Mike's demonstration of XML to HTML conversion and what XML is to the ordinary user.

Only really applicable to IE5+ users, that's cos it won't work in Netscape!!

OTHELLO in XML

With IE5 came the capability of viewing XML documents across the web.

What is an XML document?

Well, it's much like an HTML document except you are not restricted to the use of particular elements.

Explain

Ok, you know in HTML you are limited to the elements described in the HTML DTD (depending on which one you use).
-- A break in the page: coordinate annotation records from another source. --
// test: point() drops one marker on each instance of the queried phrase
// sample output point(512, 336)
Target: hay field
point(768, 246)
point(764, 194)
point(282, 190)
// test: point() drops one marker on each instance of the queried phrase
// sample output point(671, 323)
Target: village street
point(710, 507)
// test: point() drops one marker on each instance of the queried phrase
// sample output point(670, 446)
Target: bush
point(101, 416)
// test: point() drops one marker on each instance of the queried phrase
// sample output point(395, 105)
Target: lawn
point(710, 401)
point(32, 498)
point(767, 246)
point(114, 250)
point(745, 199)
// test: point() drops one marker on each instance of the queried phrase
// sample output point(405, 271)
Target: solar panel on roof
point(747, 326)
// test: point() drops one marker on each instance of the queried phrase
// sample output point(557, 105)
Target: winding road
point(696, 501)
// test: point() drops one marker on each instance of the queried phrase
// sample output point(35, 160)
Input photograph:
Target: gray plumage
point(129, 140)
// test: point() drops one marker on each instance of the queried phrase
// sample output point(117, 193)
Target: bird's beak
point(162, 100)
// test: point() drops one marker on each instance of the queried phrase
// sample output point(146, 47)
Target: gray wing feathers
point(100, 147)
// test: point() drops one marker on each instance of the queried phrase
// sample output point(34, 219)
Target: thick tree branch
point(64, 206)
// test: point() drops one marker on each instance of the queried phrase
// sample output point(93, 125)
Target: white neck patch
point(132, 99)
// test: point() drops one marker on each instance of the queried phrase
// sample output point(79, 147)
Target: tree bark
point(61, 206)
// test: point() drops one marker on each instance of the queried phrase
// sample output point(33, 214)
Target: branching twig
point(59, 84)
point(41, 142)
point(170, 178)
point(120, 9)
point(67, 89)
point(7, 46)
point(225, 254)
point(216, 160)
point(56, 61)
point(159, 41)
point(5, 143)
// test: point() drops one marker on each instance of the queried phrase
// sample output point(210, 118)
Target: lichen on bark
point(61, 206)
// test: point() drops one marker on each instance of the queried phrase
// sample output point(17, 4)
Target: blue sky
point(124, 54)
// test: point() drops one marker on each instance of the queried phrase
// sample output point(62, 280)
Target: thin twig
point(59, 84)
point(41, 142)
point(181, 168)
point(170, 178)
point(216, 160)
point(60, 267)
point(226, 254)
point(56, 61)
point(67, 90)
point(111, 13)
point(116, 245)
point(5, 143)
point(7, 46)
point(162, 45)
Well, using XML you are not, you can use whatever element you like.....simple, well yes but there are rules.

Lets take a Shakespeare play, Othello for instance, now most folk have seen a play written down and it would be relatively easy to write it in HTML, yep and here it is:

OTHELLO in HTML

Looks real nice.
OK, but look at it, view the source document, pretty meaningless huh? it's full of <DIV>'s, <P>'s and such like, it doesn't look much like a play to me.
A play has Acts and Scenes and stuff. Wouldn't it be nice to be able to structure a document so that it MEANS something. Well this is what XML does. It will allow you to tag an Act as <ACT>The act</ACT>, like this:

OTHELLO in raw XML

Brilliant, now it means something but there must be some sort of order to it all. Oh yes, you can't just go willy nilly writing documents with tags all over the place. Well you can but it'll be a bit useless.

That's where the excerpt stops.